Galerie dare-dare à Kékéland

A tout seigneur, tout honneur : c’est un autoportrait qui inaugure la « galerie d’art » que publie Brigitte Fontaine chez Flammarion. On nous la promet hilarante, cette galerie (« on », c’est l’éditeur et le site officiel de la Reine des Kékés), mais faudrait voir à pas exagérer. Non, elle est plutôt charmante, et il est vrai que l’on s’y balade agréablement. C’est un peu comme si l’on feuilletait l’album de photos des amis de Brigitte Fontaine, ou peut-être des sujets de Kékéland, en compagnie de l’intéressée. Une espèce d’ambiance à la Pascale Clark dans « En aparté » sur Canal + : les diapos défilent, l’invité commente et l’on a tout à coup l’impression de découvrir un peu son univers. Et c’est ainsi qu’au fil des pages on lève le voile sur quelques obsessions : les fringues, les genoux, les mains, le parfum des joues et la façon de rire. Un prisme à cinq facettes à travers lequel Brigitte Fontaine croque de préférence ses Kékés préférés.
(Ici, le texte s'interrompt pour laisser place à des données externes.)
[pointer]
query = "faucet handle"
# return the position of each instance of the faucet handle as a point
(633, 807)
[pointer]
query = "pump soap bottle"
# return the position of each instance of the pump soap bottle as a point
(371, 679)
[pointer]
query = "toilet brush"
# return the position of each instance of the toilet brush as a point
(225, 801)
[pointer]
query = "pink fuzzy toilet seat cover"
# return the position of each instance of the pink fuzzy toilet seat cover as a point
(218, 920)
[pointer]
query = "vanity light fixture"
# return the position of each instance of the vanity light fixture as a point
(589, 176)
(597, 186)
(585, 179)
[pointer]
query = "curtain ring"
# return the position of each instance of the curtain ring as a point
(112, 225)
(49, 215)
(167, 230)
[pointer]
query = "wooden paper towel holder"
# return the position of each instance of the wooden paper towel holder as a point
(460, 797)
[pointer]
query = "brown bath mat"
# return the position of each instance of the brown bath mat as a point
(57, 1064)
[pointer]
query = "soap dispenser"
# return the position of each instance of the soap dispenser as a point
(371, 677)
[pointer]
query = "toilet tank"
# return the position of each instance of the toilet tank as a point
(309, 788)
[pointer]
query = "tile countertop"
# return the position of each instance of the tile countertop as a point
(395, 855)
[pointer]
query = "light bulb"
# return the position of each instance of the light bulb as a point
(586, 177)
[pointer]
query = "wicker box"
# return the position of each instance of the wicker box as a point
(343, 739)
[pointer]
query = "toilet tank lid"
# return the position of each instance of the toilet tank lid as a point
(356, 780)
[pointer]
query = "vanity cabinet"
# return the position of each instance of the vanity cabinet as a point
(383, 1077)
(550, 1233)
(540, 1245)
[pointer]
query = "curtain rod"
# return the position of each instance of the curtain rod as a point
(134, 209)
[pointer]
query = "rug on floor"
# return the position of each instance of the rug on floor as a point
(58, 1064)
Qui sont-ils, ces élus de Kékéland ? Jacques Higelin, Françoise Hardy, Serge Gainsbourg, Jeanne Moreau ou Georges Moustaki parmi les plus connus. Jurgen Kuhm, Leïla Derradji, Sylvie Bienjonetti, Jim O’Rourke ou Areski Belkacem parmi les plus intimes, auxquels le livre laisse la plus large place. Les fans y trouveront leur compte. Les autres se laisseront simplement bercer ou bousculer par l’écriture de Brigitte Fontaine – la lire c’est l’entendre – et ne bouderont pas leur plaisir devant les bravoures poétiques de la dame : « c’est à se mettre le doigt dans le cul d’admiration », « il a quand même un grand coeur, de beurre, qui ne fond pas à la chaleur » ou encore « une brute épaisse comme un casse-dalle SNCF ».
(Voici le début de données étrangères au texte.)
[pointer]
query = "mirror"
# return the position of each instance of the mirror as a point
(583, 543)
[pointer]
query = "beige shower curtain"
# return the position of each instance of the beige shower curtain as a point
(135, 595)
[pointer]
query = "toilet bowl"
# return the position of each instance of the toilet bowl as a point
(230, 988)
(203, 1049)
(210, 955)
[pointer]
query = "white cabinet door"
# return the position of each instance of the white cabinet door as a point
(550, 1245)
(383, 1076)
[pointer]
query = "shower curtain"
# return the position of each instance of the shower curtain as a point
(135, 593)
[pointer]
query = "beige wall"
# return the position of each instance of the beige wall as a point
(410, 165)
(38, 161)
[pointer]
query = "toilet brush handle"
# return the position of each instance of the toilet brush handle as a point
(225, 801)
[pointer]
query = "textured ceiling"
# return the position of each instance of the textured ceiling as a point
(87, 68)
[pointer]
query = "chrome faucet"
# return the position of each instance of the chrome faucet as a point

La Reine des Kékés rend à ceux qu’elle aime, à travers ce petit opus, un hommage sincère et léger. Le plus beau, le plus long aussi, étant sans doute le dernier de la galerie : « Son beau regard lourd et léger vous attrape tellement qu’on ne peut guère manger en sa présence. Lorsqu’on a échappé au charme, on se jette sur de gros sandwiches en pleurant. » C’est Jeanne (Moreau) qui met Brigitte dans cet état. Il y a d’autres Kékés qu’on aurait aimé connaître pour mieux apprécier le regard de leur portraitiste. Mais tant pis. Si Brigitte Fontaine a préféré nous parler de son petit monde à elle, c’est sans doute que « Toutes ces personnes font presque oublier qu’il existe en masse des brutes, des beaufs, des néonazis et des imbéciles. A Kékéland, tout le monde est un amour. » Et c’est sans doute pas du pipeau.